The older child will no doubt use the ‘h’” word because they know it gets to you. Your teen, grounded for eternity and not allowed to attend the party of the year will definitely feel like they hate you. And they might even say it more than once. (Reminder: they don’t!) However, you need to establish the rules and stick to them. It is best to not stand in question of your judgment or decisions for your child just because they are manipulating your emotions. Children learn pretty young in life that while mom and dad seem to be in charge they are ALWAYS questioning their choices and conduct as parents. This can be easily be manipulated by throwing in the hate you’s, your not fair, your so mean, you don’t understand and other common statements. Guess what? If it works, they will continue to do so. If it doesn’t work they will eventually learn that their ill willed efforts to break your heart are not worth the guilt and suffering that it causes them. And yes, they do feel badly about hating you.

Teenagers need parents rather than friends.
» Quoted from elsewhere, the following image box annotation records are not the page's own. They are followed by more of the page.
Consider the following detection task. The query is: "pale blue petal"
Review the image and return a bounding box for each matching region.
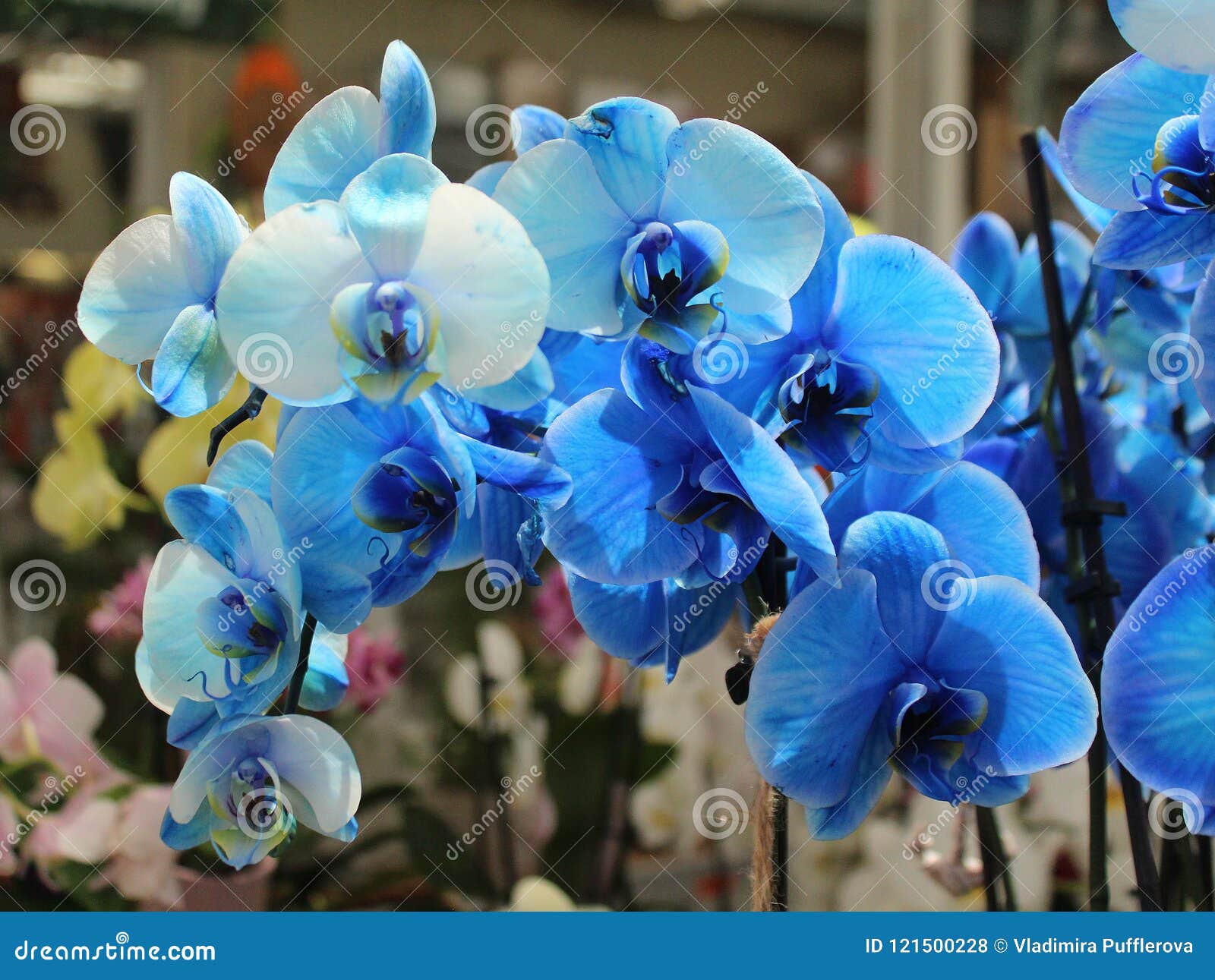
[77,215,195,364]
[340,151,447,281]
[565,96,680,223]
[265,85,380,219]
[216,200,374,405]
[379,41,435,160]
[1109,0,1215,75]
[1059,55,1207,211]
[152,306,235,417]
[661,119,824,314]
[494,140,636,336]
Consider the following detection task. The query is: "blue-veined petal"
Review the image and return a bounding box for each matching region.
[510,106,565,156]
[661,119,824,314]
[565,96,680,222]
[340,151,447,279]
[1092,210,1215,269]
[265,85,380,219]
[169,172,249,300]
[926,575,1108,776]
[216,200,373,405]
[822,235,1000,449]
[949,211,1021,317]
[152,305,235,417]
[541,389,700,585]
[689,386,835,575]
[746,569,905,808]
[494,140,636,336]
[1059,55,1207,211]
[378,41,435,160]
[840,510,952,660]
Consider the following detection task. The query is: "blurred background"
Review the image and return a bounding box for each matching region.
[0,0,1131,909]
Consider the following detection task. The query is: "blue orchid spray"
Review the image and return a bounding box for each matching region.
[68,17,1118,905]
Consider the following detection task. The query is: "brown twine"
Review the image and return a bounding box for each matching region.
[743,612,780,912]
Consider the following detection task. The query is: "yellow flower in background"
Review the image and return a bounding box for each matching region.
[63,344,152,421]
[30,408,146,550]
[138,381,279,508]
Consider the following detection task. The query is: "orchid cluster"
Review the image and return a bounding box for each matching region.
[79,41,1112,867]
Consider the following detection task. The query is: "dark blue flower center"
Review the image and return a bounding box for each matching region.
[778,351,879,474]
[1131,114,1215,215]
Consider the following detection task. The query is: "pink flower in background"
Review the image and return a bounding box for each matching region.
[532,565,585,657]
[346,626,406,711]
[87,555,152,640]
[0,640,109,780]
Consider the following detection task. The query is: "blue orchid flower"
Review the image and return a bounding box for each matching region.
[272,395,570,632]
[217,153,549,405]
[160,714,362,869]
[77,172,249,415]
[746,512,1097,839]
[541,336,835,588]
[494,99,822,352]
[265,41,435,217]
[729,174,1000,474]
[1101,547,1215,834]
[135,441,350,749]
[1059,54,1215,269]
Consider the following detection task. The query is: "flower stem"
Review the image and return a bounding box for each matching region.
[1021,132,1160,911]
[207,385,266,466]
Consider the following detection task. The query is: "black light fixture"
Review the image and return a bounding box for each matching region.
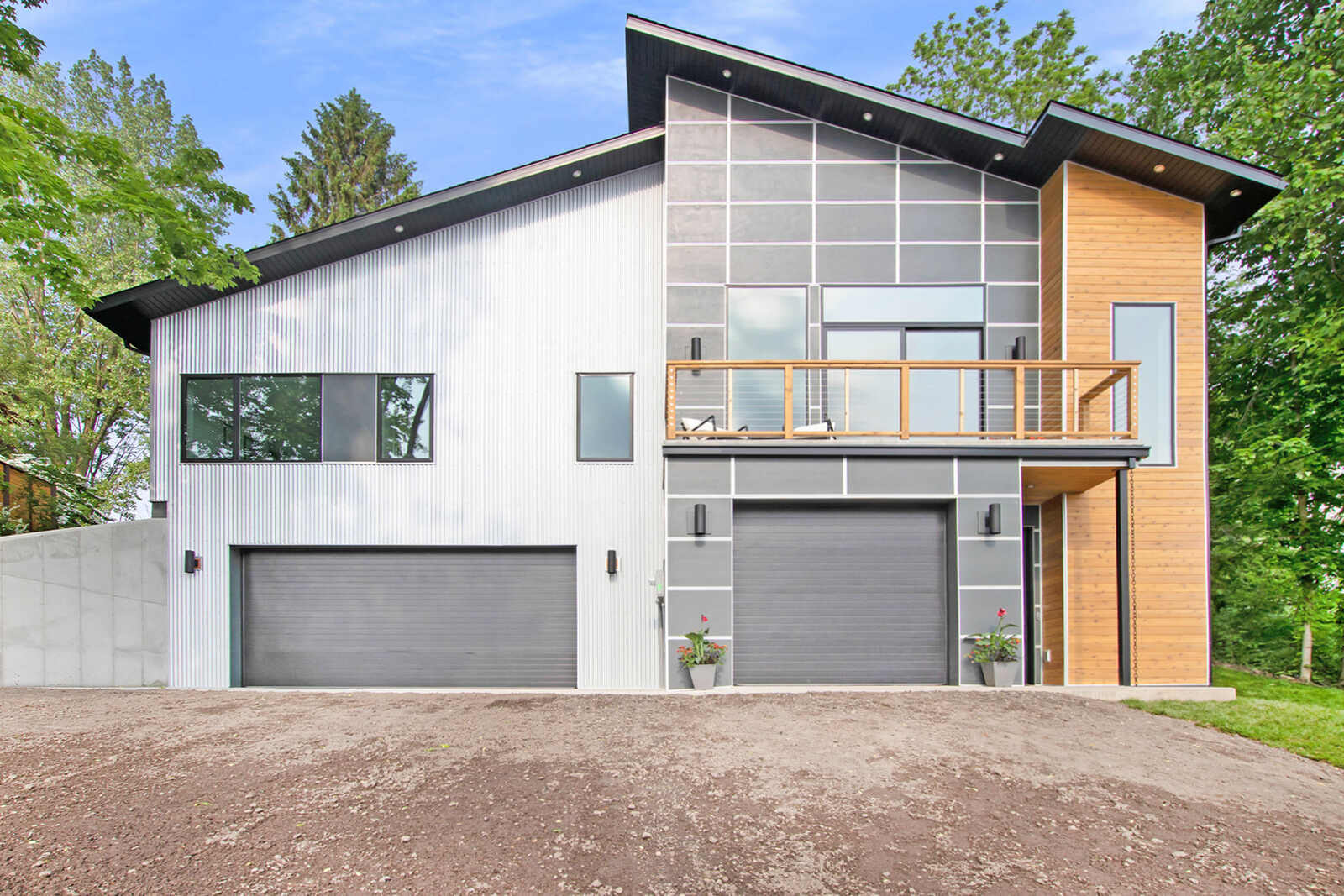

Just like they hate some of their teachers, especially the ones that are stricter and assign more homework, they also hate parents who enforce rules and act parental. Rather than being heartbroken by the words see them as a completely positive reinforcement that you are parenting well. You know, you could even respond, ‘thank you!’’ This pretty much ensures that they won’t say it again, because the last thing they want is for you to feel right or proud. Arguing with a teen is also like arguing with a drunk. There is no need to bring the right or wrong of the situation and the hurtful implications of ‘‘hate’’ into an argument about whose turn it is to take out the trash. Yet you should share the lesson when tempers die out. We are each responsible for our words at any age. Once they are unleashed, they cannot be retracted and the far-reaching singe can be felt in every inch of your body. This is especially true when angry, hurtful words spark from your child. Luckily, for them and for you there is also forgiveness; which is another important lesson you can teach your child when they say one of the many things they momentarily feel but definitely don’t mean.